A dentist's drill starts from rest. After 3.62 s of constant angular acceleration it turns at a rate of 2.70E+4 revolutions per minute. Find the drill's angular acceleration.
Determine the angle through which the drill rotates during this period.
To find the angular acceleration of the drill, we can use the formula:
angular acceleration (α) = (final angular velocity ( ω ) - initial angular velocity (ω0)) / time (t)
Given:
Initial angular velocity ( ω0) = 0 (as the drill starts from rest)
Final angular velocity ( ω ) = 2.70E+4 revolutions per minute
Time (t) = 3.62 s
First, we need to convert the final angular velocity from revolutions per minute to radians per second.
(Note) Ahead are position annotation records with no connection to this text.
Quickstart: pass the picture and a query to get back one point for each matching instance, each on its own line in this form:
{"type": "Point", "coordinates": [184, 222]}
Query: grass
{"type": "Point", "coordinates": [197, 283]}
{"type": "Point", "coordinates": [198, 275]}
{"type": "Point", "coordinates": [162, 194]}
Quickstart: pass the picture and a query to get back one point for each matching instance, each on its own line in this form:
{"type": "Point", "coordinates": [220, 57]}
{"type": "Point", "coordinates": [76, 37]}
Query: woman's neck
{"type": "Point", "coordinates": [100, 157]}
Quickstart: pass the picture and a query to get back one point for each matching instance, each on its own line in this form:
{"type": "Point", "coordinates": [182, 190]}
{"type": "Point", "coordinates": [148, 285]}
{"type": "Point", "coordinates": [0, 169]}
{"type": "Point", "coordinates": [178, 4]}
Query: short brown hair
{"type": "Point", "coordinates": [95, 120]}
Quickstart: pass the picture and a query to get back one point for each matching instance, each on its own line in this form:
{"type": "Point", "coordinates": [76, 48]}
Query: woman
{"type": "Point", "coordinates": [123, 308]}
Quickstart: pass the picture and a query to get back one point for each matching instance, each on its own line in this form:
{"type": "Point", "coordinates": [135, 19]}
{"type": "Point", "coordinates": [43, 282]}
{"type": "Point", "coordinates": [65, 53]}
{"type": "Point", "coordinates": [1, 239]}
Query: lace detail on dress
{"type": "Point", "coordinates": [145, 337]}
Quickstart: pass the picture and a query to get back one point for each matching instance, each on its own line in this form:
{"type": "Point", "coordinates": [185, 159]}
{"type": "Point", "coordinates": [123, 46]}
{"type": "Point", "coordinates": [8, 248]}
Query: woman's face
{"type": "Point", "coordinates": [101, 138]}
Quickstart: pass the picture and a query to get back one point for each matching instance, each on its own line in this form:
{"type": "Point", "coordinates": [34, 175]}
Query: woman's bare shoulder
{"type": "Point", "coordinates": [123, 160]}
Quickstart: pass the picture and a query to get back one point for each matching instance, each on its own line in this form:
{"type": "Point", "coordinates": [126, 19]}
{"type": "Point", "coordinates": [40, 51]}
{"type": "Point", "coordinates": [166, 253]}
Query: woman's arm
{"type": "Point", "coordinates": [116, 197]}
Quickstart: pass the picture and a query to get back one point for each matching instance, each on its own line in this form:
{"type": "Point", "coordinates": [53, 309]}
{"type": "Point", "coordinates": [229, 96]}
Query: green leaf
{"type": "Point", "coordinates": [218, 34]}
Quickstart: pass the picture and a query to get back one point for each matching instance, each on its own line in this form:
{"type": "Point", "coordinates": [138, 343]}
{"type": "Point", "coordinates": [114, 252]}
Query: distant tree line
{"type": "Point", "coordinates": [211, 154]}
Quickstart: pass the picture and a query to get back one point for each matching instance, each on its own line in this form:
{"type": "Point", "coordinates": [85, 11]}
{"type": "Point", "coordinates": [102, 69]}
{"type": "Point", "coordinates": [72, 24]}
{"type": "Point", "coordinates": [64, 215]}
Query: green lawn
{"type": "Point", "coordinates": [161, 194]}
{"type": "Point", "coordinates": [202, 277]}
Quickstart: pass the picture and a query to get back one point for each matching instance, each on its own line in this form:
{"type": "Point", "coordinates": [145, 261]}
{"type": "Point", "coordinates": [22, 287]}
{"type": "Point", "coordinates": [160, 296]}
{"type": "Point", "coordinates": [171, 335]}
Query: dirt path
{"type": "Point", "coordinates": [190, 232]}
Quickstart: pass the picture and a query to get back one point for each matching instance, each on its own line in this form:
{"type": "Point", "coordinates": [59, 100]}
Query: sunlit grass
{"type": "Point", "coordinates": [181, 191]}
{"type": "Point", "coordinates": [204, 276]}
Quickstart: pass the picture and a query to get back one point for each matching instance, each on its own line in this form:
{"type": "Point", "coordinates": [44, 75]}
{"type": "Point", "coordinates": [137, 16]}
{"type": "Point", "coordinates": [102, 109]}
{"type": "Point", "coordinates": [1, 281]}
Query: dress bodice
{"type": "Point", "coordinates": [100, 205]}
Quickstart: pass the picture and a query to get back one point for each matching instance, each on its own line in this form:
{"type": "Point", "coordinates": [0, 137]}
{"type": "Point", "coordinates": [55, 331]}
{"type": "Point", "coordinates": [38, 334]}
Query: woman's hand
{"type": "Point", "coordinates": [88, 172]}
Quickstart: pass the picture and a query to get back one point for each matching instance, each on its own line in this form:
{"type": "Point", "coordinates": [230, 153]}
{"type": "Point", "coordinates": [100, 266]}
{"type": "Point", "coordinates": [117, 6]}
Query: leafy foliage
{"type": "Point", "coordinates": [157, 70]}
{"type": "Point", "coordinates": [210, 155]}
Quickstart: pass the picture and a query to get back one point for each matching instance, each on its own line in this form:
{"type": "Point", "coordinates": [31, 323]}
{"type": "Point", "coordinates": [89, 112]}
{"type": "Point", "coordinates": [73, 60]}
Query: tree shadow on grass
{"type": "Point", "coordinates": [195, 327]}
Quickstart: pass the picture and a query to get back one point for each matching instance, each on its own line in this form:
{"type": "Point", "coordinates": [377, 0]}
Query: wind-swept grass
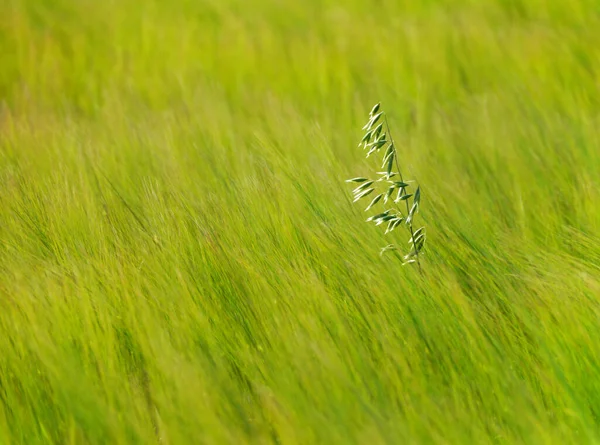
{"type": "Point", "coordinates": [180, 261]}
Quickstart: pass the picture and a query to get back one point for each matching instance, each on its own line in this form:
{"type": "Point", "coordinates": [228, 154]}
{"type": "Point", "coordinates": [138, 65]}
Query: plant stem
{"type": "Point", "coordinates": [412, 233]}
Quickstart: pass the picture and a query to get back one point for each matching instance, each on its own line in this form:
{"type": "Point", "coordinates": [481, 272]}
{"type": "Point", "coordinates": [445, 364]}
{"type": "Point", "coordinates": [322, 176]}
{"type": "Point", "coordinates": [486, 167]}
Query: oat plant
{"type": "Point", "coordinates": [392, 191]}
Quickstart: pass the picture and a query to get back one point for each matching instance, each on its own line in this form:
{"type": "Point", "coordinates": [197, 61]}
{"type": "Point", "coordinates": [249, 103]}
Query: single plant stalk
{"type": "Point", "coordinates": [410, 225]}
{"type": "Point", "coordinates": [378, 137]}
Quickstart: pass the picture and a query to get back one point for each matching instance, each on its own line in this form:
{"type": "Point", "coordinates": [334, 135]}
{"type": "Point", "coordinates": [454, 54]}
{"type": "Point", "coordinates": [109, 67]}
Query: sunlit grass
{"type": "Point", "coordinates": [180, 260]}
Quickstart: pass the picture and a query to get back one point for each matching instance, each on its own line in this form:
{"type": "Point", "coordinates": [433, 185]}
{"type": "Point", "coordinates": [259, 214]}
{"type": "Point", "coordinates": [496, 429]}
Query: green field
{"type": "Point", "coordinates": [181, 261]}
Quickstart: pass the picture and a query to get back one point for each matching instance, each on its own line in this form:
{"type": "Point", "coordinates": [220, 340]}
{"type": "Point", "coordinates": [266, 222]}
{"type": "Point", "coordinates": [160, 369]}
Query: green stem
{"type": "Point", "coordinates": [412, 233]}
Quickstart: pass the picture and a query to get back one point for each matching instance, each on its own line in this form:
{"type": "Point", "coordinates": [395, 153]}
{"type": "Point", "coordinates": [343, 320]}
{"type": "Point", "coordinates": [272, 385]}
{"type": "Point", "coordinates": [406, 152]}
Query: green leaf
{"type": "Point", "coordinates": [363, 194]}
{"type": "Point", "coordinates": [377, 130]}
{"type": "Point", "coordinates": [380, 215]}
{"type": "Point", "coordinates": [418, 195]}
{"type": "Point", "coordinates": [385, 219]}
{"type": "Point", "coordinates": [362, 187]}
{"type": "Point", "coordinates": [419, 231]}
{"type": "Point", "coordinates": [375, 201]}
{"type": "Point", "coordinates": [411, 213]}
{"type": "Point", "coordinates": [393, 224]}
{"type": "Point", "coordinates": [418, 239]}
{"type": "Point", "coordinates": [366, 138]}
{"type": "Point", "coordinates": [388, 194]}
{"type": "Point", "coordinates": [388, 248]}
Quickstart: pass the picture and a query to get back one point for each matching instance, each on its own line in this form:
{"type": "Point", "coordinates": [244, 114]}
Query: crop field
{"type": "Point", "coordinates": [181, 261]}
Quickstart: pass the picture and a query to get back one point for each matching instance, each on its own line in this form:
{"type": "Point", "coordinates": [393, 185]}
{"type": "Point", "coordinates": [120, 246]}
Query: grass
{"type": "Point", "coordinates": [180, 261]}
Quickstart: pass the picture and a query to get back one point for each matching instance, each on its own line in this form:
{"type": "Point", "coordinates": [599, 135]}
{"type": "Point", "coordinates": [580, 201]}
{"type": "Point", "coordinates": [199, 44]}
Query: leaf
{"type": "Point", "coordinates": [388, 152]}
{"type": "Point", "coordinates": [362, 187]}
{"type": "Point", "coordinates": [375, 201]}
{"type": "Point", "coordinates": [388, 194]}
{"type": "Point", "coordinates": [390, 163]}
{"type": "Point", "coordinates": [388, 248]}
{"type": "Point", "coordinates": [393, 224]}
{"type": "Point", "coordinates": [418, 195]}
{"type": "Point", "coordinates": [385, 219]}
{"type": "Point", "coordinates": [419, 231]}
{"type": "Point", "coordinates": [411, 213]}
{"type": "Point", "coordinates": [363, 194]}
{"type": "Point", "coordinates": [418, 239]}
{"type": "Point", "coordinates": [366, 138]}
{"type": "Point", "coordinates": [379, 127]}
{"type": "Point", "coordinates": [380, 215]}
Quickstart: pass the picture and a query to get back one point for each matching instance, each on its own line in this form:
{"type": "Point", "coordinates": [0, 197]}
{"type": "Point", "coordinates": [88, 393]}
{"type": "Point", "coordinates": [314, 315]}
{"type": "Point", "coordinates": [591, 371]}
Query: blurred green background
{"type": "Point", "coordinates": [180, 261]}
Since 1 revolution = 2π radians, we can use the conversion factor:
1 revolution/minute = 2π radians/60 seconds
So, the final angular velocity in radians per second is:
ω = (2.70E+4 rev/min) * (2π rad/1 rev) * (1 min/60 s) = 2827.4334 radians/sec
Now we can substitute the values into the formula to find the angular acceleration:
α = (2827.4334 rad/sec - 0 rad/sec) / 3.62 sec = 781.9685 rad/sec^2
Therefore, the drill's angular acceleration is 781.9685 rad/sec^2.
To determine the angle through which the drill rotates during this period, we can use the kinematic equation for rotational motion:
Δθ = ω0t + 1/2αt^2
Since the initial angular velocity is 0, the equation simplifies to:
Δθ = 1/2αt^2
Substituting the values, we have:
Δθ = 1/2(781.9685 rad/sec^2)(3.62 s)^2 = 5146.4802 radians
Therefore, the drill rotates through an angle of 5146.4802 radians during this period.